Personal information
- Born: September 18, 1990 (age 35)
- Height: 5 ft 7 in (1.70 m)
- Weight: 208 lb (94 kg)

Career information
- High school: Greenville (MS) St. Joseph's Catholic
- College: Mississippi State
- NFL draft: 2014: undrafted

Career history
- Green Bay Packers (2014)*; Omaha Mammoths (2014); Pittsburgh Steelers (2014)*; Brooklyn Bolts (2015); Indianapolis Colts (2015)*; Edmonton Eskimos (2016–2017); Birmingham Iron (2019);
- * Offseason and/or practice squad member only

Awards and highlights
- Second Team All-SEC (2012);
- Stats at Pro Football Reference
- Stats at CFL.ca

= LaDarius Perkins =

American football player (born 1990)

LaDarius Robert Perkins (born September 18, 1990) is an American former professional football running back. He played college football for Mississippi State University, and signed with the Green Bay Packers as an undrafted free agent in 2014. Perkins was also a member of the Pittsburgh Steelers and Indianapolis Colts, as well as the Fall Experimental Football League's Omaha Mammoths and Brooklyn Bolts, the Canadian Football League's Edmonton Eskimos, and the Alliance of American Football's Birmingham Iron.

==Professional career==
===Green Bay Packers===
After going undrafted in the 2014 NFL draft, Perkins signed with the Green Bay Packers on May 12, 2014.

===Pittsburgh Steelers===
On November 19, 2014, Perkins was signed to the Pittsburgh Steelers practice squad.

===Indianapolis Colts===
Perkins was signed to the practice squad of the Indianapolis Colts on December 16, 2015.

===Edmonton Eskimos===
Perkins signed with the Edmonton Eskimos of the Canadian Football League (CFL) on September 1, 2016, half-way through the 2017 season.
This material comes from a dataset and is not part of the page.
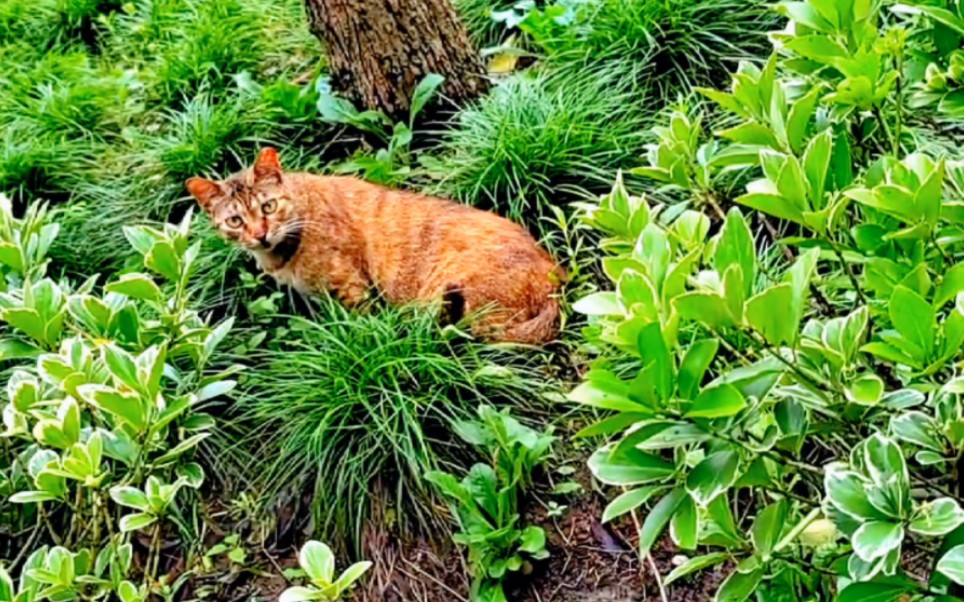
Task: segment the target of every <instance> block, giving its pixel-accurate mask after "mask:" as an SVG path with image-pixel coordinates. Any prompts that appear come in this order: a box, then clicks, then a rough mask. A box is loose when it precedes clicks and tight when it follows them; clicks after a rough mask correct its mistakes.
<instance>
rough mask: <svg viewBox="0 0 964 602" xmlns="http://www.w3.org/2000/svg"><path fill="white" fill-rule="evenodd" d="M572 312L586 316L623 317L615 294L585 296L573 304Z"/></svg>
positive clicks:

He saw his first action in the CFL when running backs John White, Travon Van, and Kendial Lawrence all went down with injury moving Perkins into a prominent role for the teams Week 7 match against the Hamilton Tiger-Cats, in which he carried the ball 19 times for 105 yards.

He was released on May 20, 2018.

===Birmingham Iron===
In 2019, Perkins joined the Birmingham Iron of the Alliance of American Football. After the first 5 games of the season, he was waived on March 12, 2019. Perkins' statistic numbered 14 carries for 42 yards and 14 receptions for 66 yards.